The poor global economic conditions have protected us, to a small extent, from the hyperdevelopment projects over the last few years. Many developers have simply not been building because they know that the ridiculously expensive prices that they would want to charge would mean that their houses would not get sold.

But recently that seems to be changing and the bulldozers and construction gangs seem set to return to a green field near you very soon.

Last Tuesday I attended a public meeting in Park Bottom. The meeting was both encouraging and frustrating.

It was encouraging because there were a large number of people who were prepared to get together to fight the concreting over of open spaces in their community. It was frustrating because, whatever the strength of feeling in opposition to the two latest schemes that are being mooted to blight Park Bottom and Illogan, you know that the odds are stacked very heavily in favour of developers and against residents.

This is ConDem localism. You can paint the colours of the front doors whatever shade of suburban homogeneity you wish - but you will get the houses - whether you want them or not.

Big national and global development organisations spend millions of pounds lobbying Westminster. They demonstrate the need to build hundreds of thousands of new homes and to provide 'affordable' houses for the hard pressed hoi polloi. At the same time the people of Park Bottom will find it hard to resist the leviathan of central government, convinced to act by the construction lobby groups, as it dictates that the concreting over of Cornwall should resume with even greater vigour.

Illogan is represented by a Conservative Cornwall Councillor, Terry Wilkins, and a Conservative MP, George Eustice. Both are on record as supposedly opposing development in their own back yards. George Eustice famously criticised the 'bonkers' housing targets of the now defunct Labout government Regional Spatial Strategy. Cllr Wilkins spoke with eloquence on Tuesday about how he was opposed to the developments coming forward in Illogan.

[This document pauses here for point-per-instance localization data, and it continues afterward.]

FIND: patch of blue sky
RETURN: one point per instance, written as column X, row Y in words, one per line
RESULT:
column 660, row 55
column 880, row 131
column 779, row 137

Now don't get me wrong. I will be grateful for any help that Messrs Eustice and Wilkins might be able to provide in resisting the destruction of our community's open spaces. I wil be grateful if they can hep to prevent the joining together of separate villages into a single suburban sprawl - but what we need is action and not rhetoric.

People tell me that there is no room for party politics in local politics.

I say that is nonsense. If our local political representatives, members of the Conservative party, were serious about combatting hyperdevelopment they would lobby their central office more rigorously. They would shout in the corridors of power that 'presumption in favour of sustainable [sic] development' is taking away the ability of people to shape their own living spaces. Instead they indulge in populist rhetoric at home while they toady obsequiously to their bosses in Lys Kernow and Westminster.

Of course they tell me you shouldn't have party politics at a local level - lack of opposition enables Westminster politicians to stand with feet firmly planted on both sides of the fence. To 'support' their local community with one breath in the village hall and undermine it with another at central office.

In the meantime what can we do to protect our towns and villages?

We need to get Neighbourhood Plans in place. Though they can't reverse development, or even stop it in its tracks, they can make it harder for developers to go over the the amount of housing alloted to us by Westminster.

And we need to become more savvy with the planning language and jargon of the local government officers and Westminster ministers. We need to learn how to play the game by their rules without relying on our local London representatives to do it for us. If our local Westminster politicians won't act to change the rules more in our favour then we can either accept our fate or develop a more potent arsenal. We can learn more about 'material planning conditions' and where to get the informatuion and data from to back up our fears and concerns and demonstrate the folly of hyperdevelopment.

Most importantly, though, we need to act now - tomorrow may be too late.